Two independents that Omnicom would likely look at are Creative Media and Corinthian Media, both New York, insiders say.

"They are not considering just anybody. It has to be a clean shop that would also make a good fit, culturally, with Omnicom," said one media executive familiar with the plan. One potential sticking point is the price Omnicom would have to pay for an existing independent.

"The independents want premium prices, and the company doesn't want to pay retail," the media executive said. At a premium, Creative Media would probably go for $8 million to $12 million, the smaller Corinthian for $4 million to $6 million. Creative Media wouldn't comment; Corinthian did not return phone calls.

"In the end," said the media executive, "it may be cheaper to hire some well-respected media executives and start from scratch."

Omnicom President-CEO Bruce Crawford said 14 months ago he was going to examine the company's media options in the U.S. The decision to closely scrutinize media buying services was made last fall, insiders said.


Mr. Crawford has gotten an inside look at how a media independent operates in Europe because he sits on the board of the French giant Carat Group, in whose parent, Aegis Group, Omnicom has a 9% stake.

If Omnicom, the world's No. 3 ad agency holding company, buys or starts a media independent it will be following in the footsteps of Interpublic Group of Cos., which purchased the nation's largest media independent, Western International Media, for about $55 million in 1994. But Omnicom's strategy differs significantly from Interpublic's, insiders say.

"Interpublic bought Western because they liked its business," one agency manager said. "Omnicom is looking for an independent so it can steer media to it from its existing shops, primarily the non-aligned ones. It would be full disclosure, as opposed to Western's non-disclosure policy, and would not be burdened with mostly retail accounts, like most buying services are. They want the biggest clients, the Fortune 500 types, to be comfortable in such a media environment."


One big loser in an Omnicom-owned media independent would be SFM Media, which buys media for a number of Goodby clients. SFM is now the largest independent not owned by a major advertising holding company, but it is considered too pricey and not a good fit culturally for Omnicom, media executives say.

Omnicom's scramble to examine the independent media option has already affected one client-Acura, at Ketchum Advertising, Los Angeles. Acura parent American Honda Motor Co. is evaluating media buying for both its Acura and Honda divisions; the latter is handled by non-Omnicom shop Rubin Postaer & Associates, Santa Monica, Calif.

America Honda has extended an evaluation of its media buying by consultant Herb Zeltner so Mr.
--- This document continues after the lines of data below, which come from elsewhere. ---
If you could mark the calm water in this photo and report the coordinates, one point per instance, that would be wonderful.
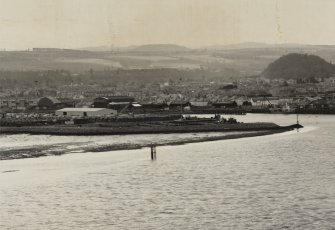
(282, 181)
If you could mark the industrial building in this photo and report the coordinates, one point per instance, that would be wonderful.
(50, 103)
(85, 112)
(106, 102)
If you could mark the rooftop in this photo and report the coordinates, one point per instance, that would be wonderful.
(81, 109)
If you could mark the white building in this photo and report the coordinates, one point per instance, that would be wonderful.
(85, 112)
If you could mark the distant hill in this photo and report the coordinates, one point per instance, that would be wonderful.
(299, 66)
(160, 48)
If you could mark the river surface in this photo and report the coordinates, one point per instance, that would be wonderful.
(280, 181)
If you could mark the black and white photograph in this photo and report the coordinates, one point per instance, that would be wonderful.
(167, 114)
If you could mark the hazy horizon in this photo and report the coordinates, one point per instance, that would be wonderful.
(75, 24)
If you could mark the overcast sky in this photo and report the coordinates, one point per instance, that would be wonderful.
(193, 23)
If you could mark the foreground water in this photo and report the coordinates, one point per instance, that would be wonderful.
(281, 181)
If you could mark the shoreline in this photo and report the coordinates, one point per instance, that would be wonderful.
(40, 151)
(78, 130)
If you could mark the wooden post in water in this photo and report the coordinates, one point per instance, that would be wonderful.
(153, 152)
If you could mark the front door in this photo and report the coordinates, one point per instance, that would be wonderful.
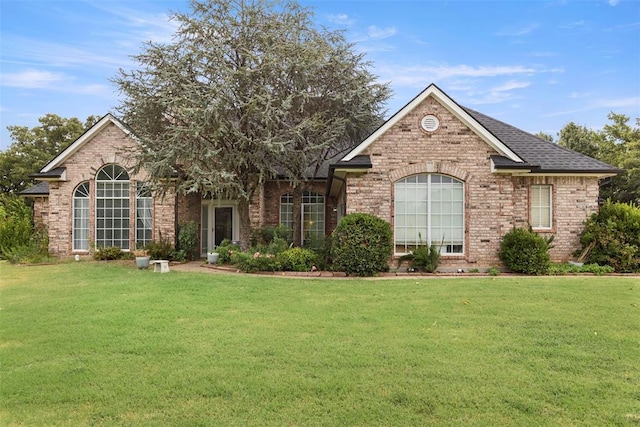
(223, 224)
(218, 222)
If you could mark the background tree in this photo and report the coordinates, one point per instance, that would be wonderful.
(618, 144)
(33, 147)
(244, 86)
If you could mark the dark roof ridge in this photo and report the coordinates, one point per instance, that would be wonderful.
(483, 119)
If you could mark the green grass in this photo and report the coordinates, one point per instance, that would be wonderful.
(106, 344)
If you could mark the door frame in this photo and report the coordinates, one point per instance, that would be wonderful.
(211, 206)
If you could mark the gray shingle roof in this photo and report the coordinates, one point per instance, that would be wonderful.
(543, 155)
(53, 173)
(40, 189)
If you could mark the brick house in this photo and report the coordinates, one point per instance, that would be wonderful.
(436, 171)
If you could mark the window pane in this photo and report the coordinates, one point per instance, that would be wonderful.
(112, 207)
(541, 209)
(429, 207)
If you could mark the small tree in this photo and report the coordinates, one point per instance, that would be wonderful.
(362, 244)
(613, 236)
Zeltner can study more options from Omnicom, including a centralized Omnicom media agency.

"Obviously, with Omnicom recently buying Ketchum, that may put one or more [media] scenarios on the table, but that in no way gives them a leg up or a leg down," said Eric Conn, American Honda senior manager of automotive advertising.

Mr. Conn hired Mr. Zeltner to come up with a range of options, likely including consolidating at an existing agency or at Omnicom, splitting assignments in a new way or leaving as is.
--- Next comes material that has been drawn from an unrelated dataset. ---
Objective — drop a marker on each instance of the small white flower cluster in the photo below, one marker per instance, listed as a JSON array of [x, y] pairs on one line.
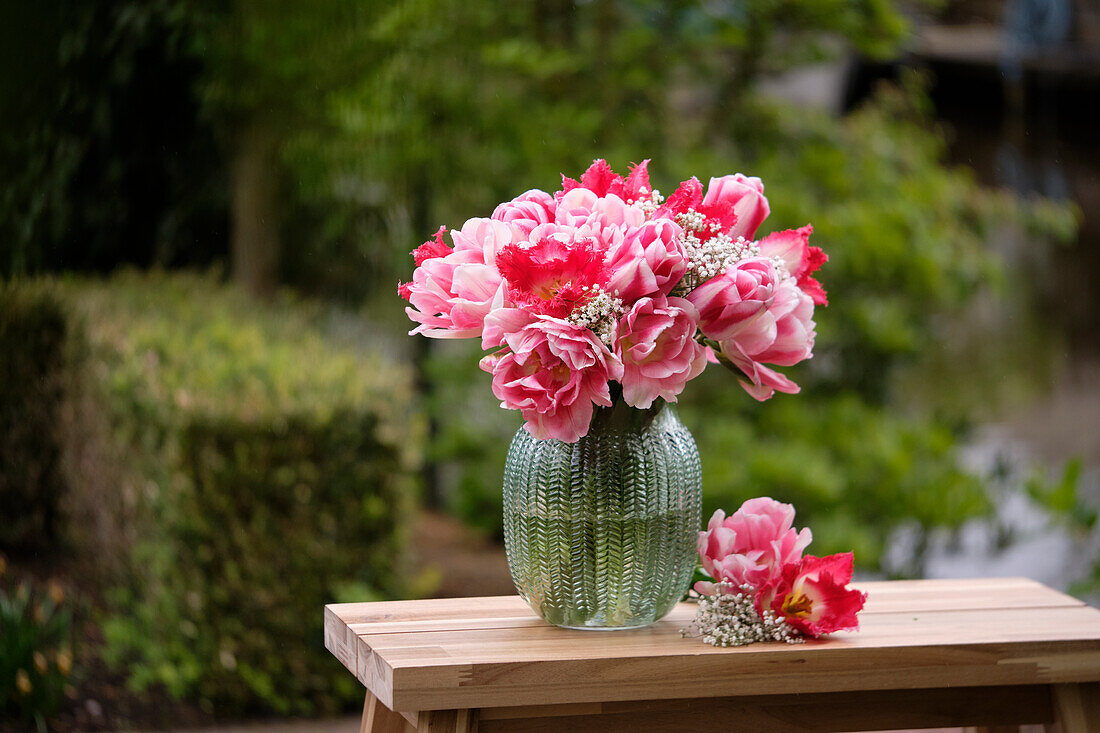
[[600, 314], [729, 619], [648, 200]]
"Whatever we do has to be good for Honda, and it has to be good for Ketchum and it has to be good for Rubin Postaer," he said. "I need good advertising. The most important thing is the creative and the service to the account. It has to be a three-way win before I'm going to proceed. We need these agencies healthy for our success.

"Omnicom may have the answer to all the world's problems, but if it takes [President-CEO Gerrold] Rubin to his knees, we're not interested."

Bradley Johnson contributed to this story.